ColossalAI
ColossalAI copied to clipboard
[BUG]: fine-tune with stable diffusion
🐛 Describe the bug
when I running the training example with cifar10, It broken with an error RuntimeError: Expected is_sm80 to be true, but got false.
As mentioned from https://github.com/HazyResearch/flash-attention/issues/51, the author said the dim_head must be 128
but the input dim_head of SD‘s attention modules is lower 128
Environment
GTX 3090 cuda 11.3 torch 1.12.1 colossalai 0.1.10+torch1.12cu11.3
Screenshots
By the way, the use_ema tag is false in training config, when I turned it on, it threw another error
English is not my native language, please excuse some of my grammar mistakes
Flash attention is not a stable feature in ColossalAi, Flash attention is an approximation algorithm for attention, the dim size must be the second power of 2
@Fazziekey thanks for your response In the colossalai's stable diffusion example, the flash_attn's tag is disable, but the readme tells us that using flash could save much gpu memory.
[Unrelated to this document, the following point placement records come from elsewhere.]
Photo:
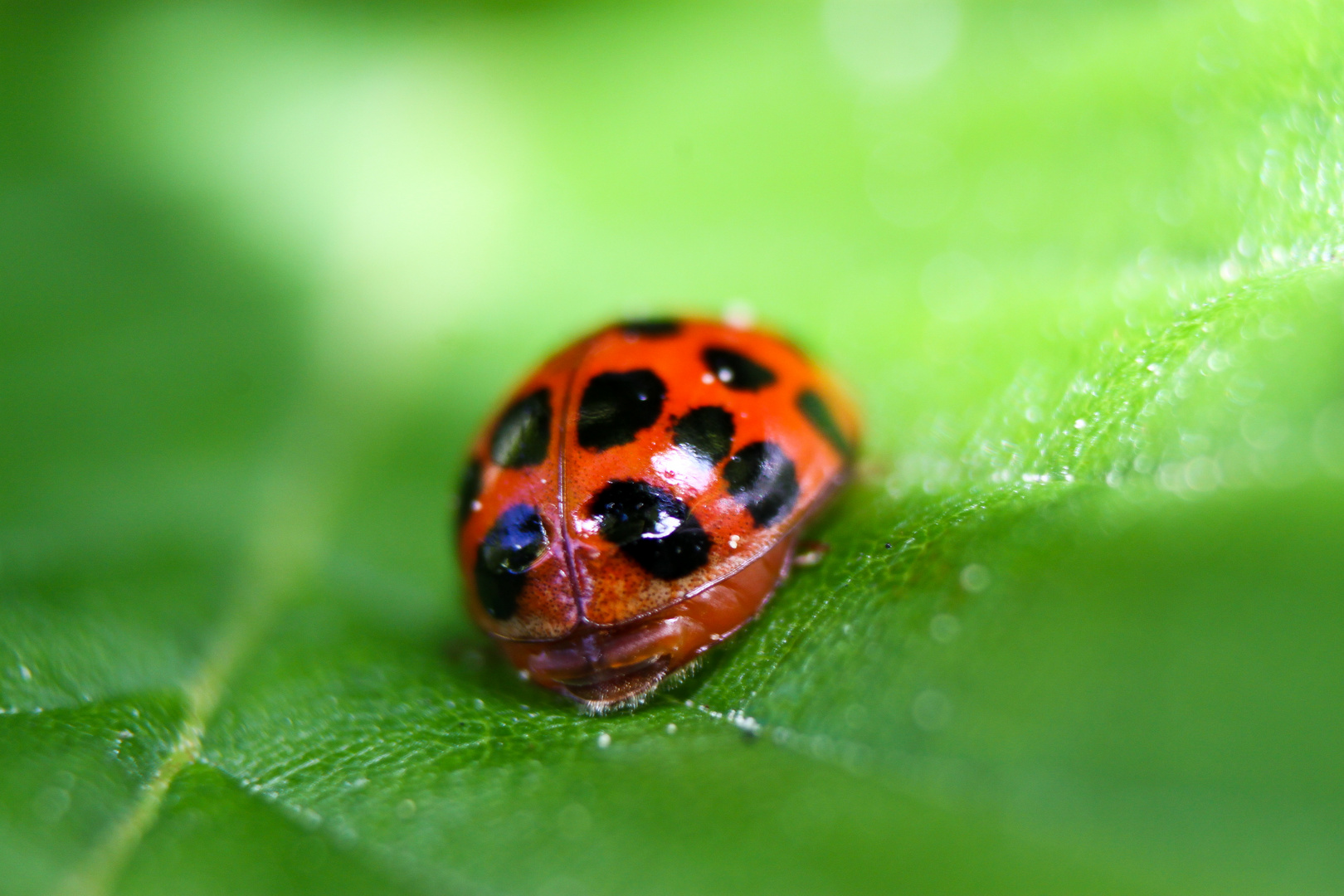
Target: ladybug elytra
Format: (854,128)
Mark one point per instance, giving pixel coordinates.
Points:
(640,497)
So I turn it on
After pad the dim size to the second power of 2, like this
def _pad(self, q, k, v, dim_head):
pad = 0
if dim_head <= 32:
pad = 32 - dim_head
elif dim_head <= 64:
pad = 64 - dim_head
elif dim_head <= 128:
pad = 128 - dim_head
else:
raise ValueError(f'Head size ${dim_head} too large for Flash Attention')
if pad:
q = torch.nn.functional.pad(q, (0, self.heads*pad), value=0)
k = torch.nn.functional.pad(k, (0, self.heads*pad), value=0)
v = torch.nn.functional.pad(v, (0, self.heads*pad), value=0)
return q, k, v, pad
dim_head = int(dim_head)
q, k, v, pad = self._pad(q, k, v, dim_head)
# print("in flash")
print(">>> q, k, v:", q.shape, k.shape, v.shape)
if q.shape[1] == k.shape[1]:
out = self._flash_attention_qkv(q, k, v)
else:
out = self._flash_attention_q_kv(q, k, v)
if pad:
out = out[..., :self.heads*dim_head]
But still the same error occurs
we fix the use_ema in https://github.com/hpcaitech/ColossalAI/pull/1986/files
ok, Thank you~